Always glad to share something we enjoy! I felt they were really gentle and gradually introduced new concepts well.
I have used ETC with my daughter as well. She is finishing up the last book #8 and also AAR3. She is very independent though and flew through some of the books. She will be in 3rd grade in the fall. ETC reinforces phonics in a workbook form which both of my kids like. I hope this helps let me know if you have any other questions.
@Luvmyboys - Phonics Pathways is a phonics program. They also make Reading Pathways which is for the purpose of building reading fluency. They can be used together, but do not have to be used together. I own both, but have only used parts of both. When I pulled my oldest out of public school, we had to remediate a few problems related to reading from methods used there along with vision problems we learned about. She “hated” reading, I was desperate to get her to love reading or at least like it a little bit, and I was scared of messing it all up. I bought Phonics Pathways, but then second guessed myself and we did AAR 1 (which ended up not being a good fit for us). I came across LOE Foundations (similar scope and sequence to AAR) and switched to that after AAR. In hindsight, I could have just used Phonics Pathways and saved a lot of money, but I was scared and didn’t know how to find readers to help her practice at the time outside of Bob Books (which she hated and she wasn’t ready for some of the “I can read” level 1 books either and was tired of Dr Seuss) and I was also scared that if I didn’t have color and games that she would hate reading lessons even more. At the time I also didn’t know how to find good readers (that weren’t Bob Books) to help her out of reading CVC words and had never heard of great readers like the American Language series, Pathway Readers (not related to Phonics Pathways), Elson Readers, Treadwell Readers, I See Sam readers, Nora Gaydos readers, or anything else along those lines. I was overwhelmed at the time and wanted more hand-holding with very scripted lessons, reading practice, and games/activities all planned out for me than what was in Phonics Pathways.

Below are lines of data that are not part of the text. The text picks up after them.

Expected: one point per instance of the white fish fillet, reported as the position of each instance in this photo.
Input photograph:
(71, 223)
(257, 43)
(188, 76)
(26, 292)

A lot of it depends upon what you want in a phonics program. AAR and LOE Foundations (and I’m sure many others) are both very scripted and will lead every step of the way and have readers that correspond with different lessons. Phonics Pathways has the information there, a different scope and sequence than AAR or Foundations, it will help you know how to teach different phonics, but is in no way scripted (yes, it will give you directions and guidance, but I felt like AAR had more hand-holding each lesson). You can look at previews of it on Amazon (the previews only show the short vowles and a few blends and then part of the end of the book - the multiple letter phonograms aren’t shown on the preview last I looked) and you can see the table of contents on Rainbow Resource to get an idea of its scope and sequence. I am actually pulling out a lesson on contractions from Phonics Pathways today to teach DD because she is ready for it, but I don’t think the contractions are actually taught for a while in Foundations. After this level of Foundations, I am considering just picking up the rest of what she needs by using Phonics Pathways since I have it, have readers that she likes, and am more confident now in picking and choosing what DD needs at this point with reading.
Sorry for the long answer. Since you were interested in it, I just thought it may be helpful to know the differences between it and another program like AAR.
@Bookworm I appreciate the time you took to give me such an informative response! Thank you:) I’m also going to look into the other readers you mentioned.
echoing the other comments - explode teh Code is very worksheet based and doesn’t have explicit phonics instruction, more phonics practice.
The Ordinary Parent’s Guide to Teaching Reading might be a great resource for you. It is a cost-effective, scripted (so you don’t have to figure out how to teach it, yet you can adapt it to your own child’s needs) and thorough phonics-based program.